Why?  Here’s the typical story:

A parent comes to see me saying, “The school is really concerned about Johnnie’s behavior. The teachers and school psychologist are calling me every day about how aggressive and disruptive he is. They want me to speak to you about his medications. They feel that being on Ritalin is not enough and that he may need something like Risperdal. The school staff told me that this is a safe and effective treatment for ADHD and that other kids in his class are taking it.”

They said WHAT? No,  no, no!  Risperdal is NOT a treatment for ADHD. It is an antipsychotic medication FDA approved to treat Bipolar disorder, Schizophrenia, and irritability in children with Autism.

Risperdal is by no means a benign medication. It is in the category of major tranquilizers and carries with it the risk of weight gain, as well as elevated blood sugar and cholesterol.

I don’t   want to sound like I am placing blame on our parents, teachers and schools. Many of our schools are  inundated with too many students and have too few resources. I have the utmost respect and admiration for them, and I’m truly inspired by the work they do.

But we need to educate our parents, teachers and schools about psychotropic medications,  their indications for use, and their side effects.  Many parents and  educators have unrealistic expectations about these medications and misunderstand their role in treatment.   Too many  in the mental health field are either quick to start or to  advocate for the use of these powerful medications before more beneficial alternatives are utilized.
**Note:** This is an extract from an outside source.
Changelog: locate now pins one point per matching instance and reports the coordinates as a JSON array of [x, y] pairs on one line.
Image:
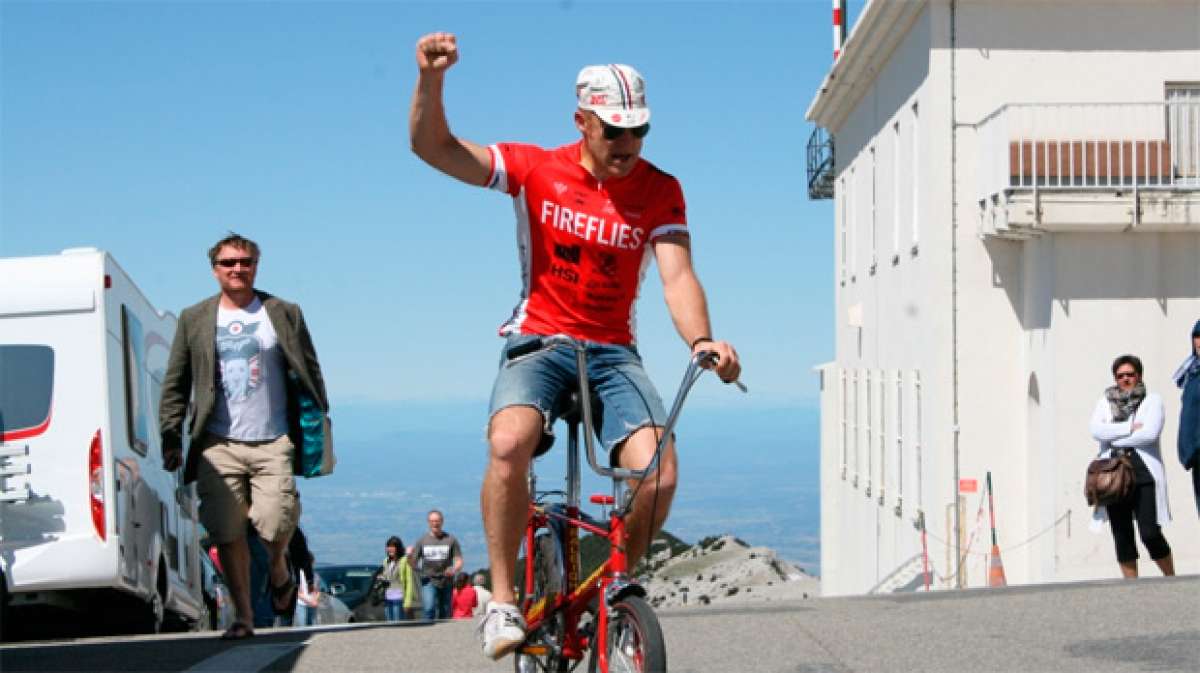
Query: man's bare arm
[[687, 302], [430, 134]]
I often have to explain to parents that psychotropic medications are only a piece of the overall treatment. Behavioral interventions, programs, and other school activities are in my opinion a much larger and effective piece of the puzzle.

Applied Behavioral Analysis (also known as ABA) is  a scientifically validated approach to modify problem behaviors. ABA is nationally recognized as safe and effective and is endorsed by many state and federal agencies including the U.S Surgeon General and the New York State Department of Health.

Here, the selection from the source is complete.